An idea for a new project has come to mind so when I’m not here, I’m brain-dumping in Microsoft Word.  The topic:  helping others with chronic illness with the day-to-day practical barriers to living.

My career in occupational therapy included evaluating the daily “occupations” in the lives of my patients and the skills he or she needed to get through the day.  Occupations can include homemaking, pre-driving skills, functioning on the job, and more.  When the person was unable to complete the steps, tasks, and activities needed to perform those daily occupations then O.T. was offered.  Treatment began during an inpatient hospital or rehabilitation facility stay and continued in outpatient or home care therapy sessions.  I have had the privilege of working in all of these settings.  My favorite was always home care.  When you are working with a patient in their own living situation, the evaluation is often more accurate and the remediation more meaningful.   This was my part time work when I became sick on October 11, 2011.  Within a few months I was unable to continue.  Since then the remediation has focused on my own home and health!

I am grateful for my 30 years in occupational therapy practice.  The Lord led me to a profession as a high school graduate that would provide a fulfilling career my entire adult life.  I enjoyed serving others in both psychiatric and physical rehabilitation settings, with adolescents to older adults alike.  I have been with a patient just moments before she passed away and another when he realized that his disabilities would be permanent.  To look into the eyes of someone about to lose their independence because of his medical condition and another who needs a little nudge to realize she is ready to return to work are equally humbling experiences.  And these days when I look into the mirror, I have some of those same discussions in mind as I consider the challenges of my own life these days.  Gratefully, I have a rich variety of experiences and resources upon which to draw.  In many ways I have not had to struggle as much as my patients because of my training as an OT.

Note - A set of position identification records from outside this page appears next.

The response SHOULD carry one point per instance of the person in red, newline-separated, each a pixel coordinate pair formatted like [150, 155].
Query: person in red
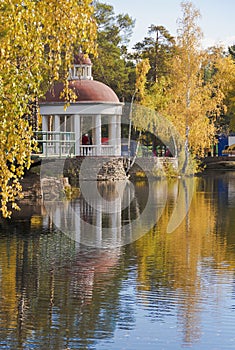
[85, 141]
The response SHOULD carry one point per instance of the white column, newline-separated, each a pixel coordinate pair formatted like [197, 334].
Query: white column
[98, 134]
[77, 130]
[118, 135]
[56, 137]
[112, 133]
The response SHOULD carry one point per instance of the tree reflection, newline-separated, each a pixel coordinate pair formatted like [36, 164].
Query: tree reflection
[57, 292]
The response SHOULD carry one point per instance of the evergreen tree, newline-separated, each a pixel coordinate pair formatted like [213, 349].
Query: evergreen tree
[111, 65]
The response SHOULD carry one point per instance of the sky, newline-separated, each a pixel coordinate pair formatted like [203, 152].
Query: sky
[217, 18]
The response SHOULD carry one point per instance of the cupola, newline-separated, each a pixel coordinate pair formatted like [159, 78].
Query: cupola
[82, 68]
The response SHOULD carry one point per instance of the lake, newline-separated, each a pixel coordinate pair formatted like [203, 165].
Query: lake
[144, 265]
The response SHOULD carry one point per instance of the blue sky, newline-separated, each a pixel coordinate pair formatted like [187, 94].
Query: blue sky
[217, 18]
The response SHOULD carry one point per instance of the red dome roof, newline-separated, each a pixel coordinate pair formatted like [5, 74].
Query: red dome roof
[85, 90]
[82, 59]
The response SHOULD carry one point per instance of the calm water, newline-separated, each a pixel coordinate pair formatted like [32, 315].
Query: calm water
[161, 278]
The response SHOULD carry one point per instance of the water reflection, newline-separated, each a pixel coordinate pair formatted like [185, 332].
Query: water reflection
[161, 291]
[109, 214]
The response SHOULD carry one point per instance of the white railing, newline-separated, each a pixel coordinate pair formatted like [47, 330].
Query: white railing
[62, 144]
[96, 150]
[53, 143]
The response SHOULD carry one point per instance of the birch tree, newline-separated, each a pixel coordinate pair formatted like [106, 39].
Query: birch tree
[37, 42]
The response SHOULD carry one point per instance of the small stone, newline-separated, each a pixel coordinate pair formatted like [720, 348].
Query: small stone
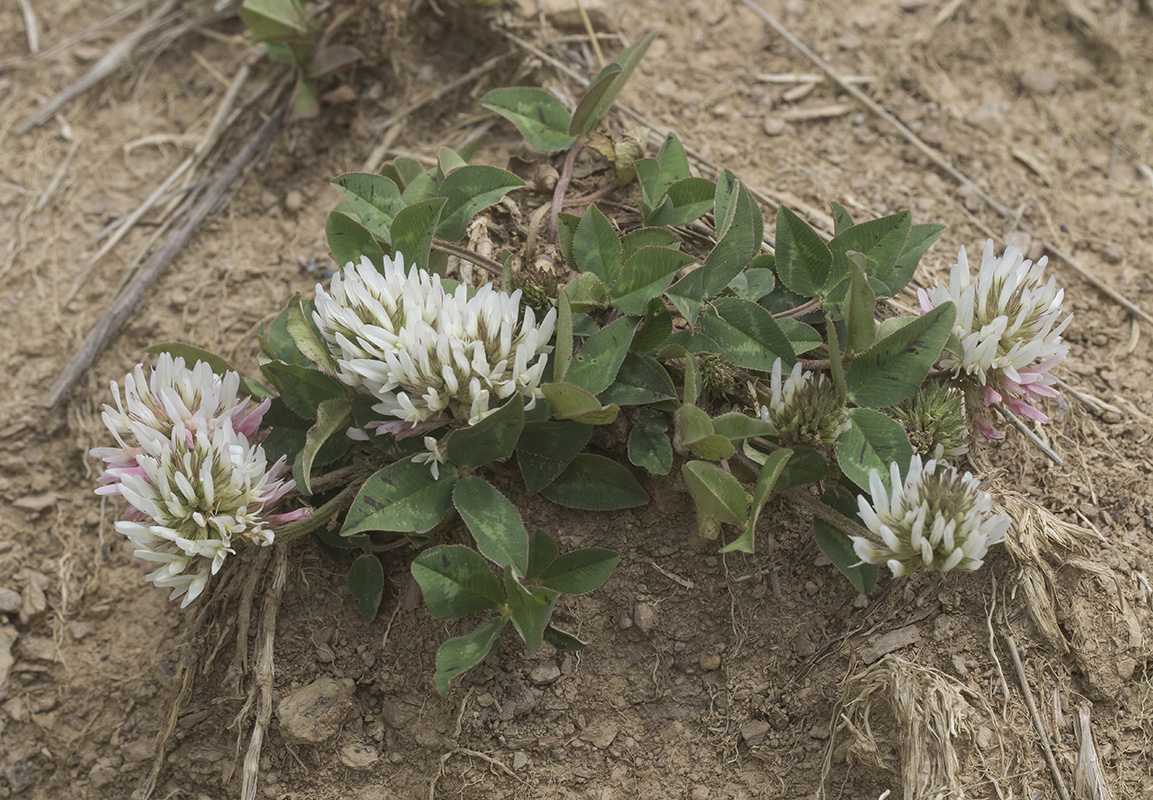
[643, 617]
[9, 601]
[104, 771]
[375, 793]
[7, 639]
[933, 183]
[668, 88]
[36, 503]
[37, 648]
[17, 710]
[570, 16]
[34, 602]
[313, 714]
[1019, 240]
[135, 752]
[80, 629]
[774, 126]
[20, 775]
[1040, 81]
[544, 673]
[359, 756]
[397, 714]
[970, 197]
[754, 731]
[600, 734]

For example, I intuitively know the importance of planning ahead in the evening for the next morning.  If I wake up with seizure attacks and my husband is alone, I generally have a plan in place to meet my basic needs in case I would be unable to leave the bedroom.  The night before, I usually pack a breakfast with my a.m. medications, enough water and food (following my special diet) to make it through the first part of the day.  Low blood sugar can exacerbate my symptoms so this strategy has become one of numerous methods employed to cope with my limitations of late.  I am grateful to the Lord for the skills He has giving me, His help in my time of need, and His leading me to a profession that has allowed me to cope through many trials in my life.

So why don’t I see what I can do to help others with this knowledge?  When I did a preliminary search on coping strategies, I found a great deal of resources on the topics of emotional, psychological, and social skills for persons with chronic illness.  This was a great discovery and I benefitted from reviewing these blogs, articles, book reviews, and so on.  But where were the day-to-day strategies for example, in preventing falls when dizzy because of a medication side effect?  In my role as an OT, I could point to many disease-specific organizations that might have such resources, for example the Alzheimer’s Association or Multiple Sclerosis Society.  This information is also easy to find within the disability community.  But what about a person with Lyme disease?  Sick building syndrome?  A temporary illness?  Persons with a serious, multi-diagnosis, ongoing illness numbers in the hundreds of thousands or more.  I see them on Facebook forums, WebMD, and the like.  I would like them to know that there are simple strategies to reduce their daily struggles, improve their ability to function, and in doing so also keep myself sane while on the path to healing.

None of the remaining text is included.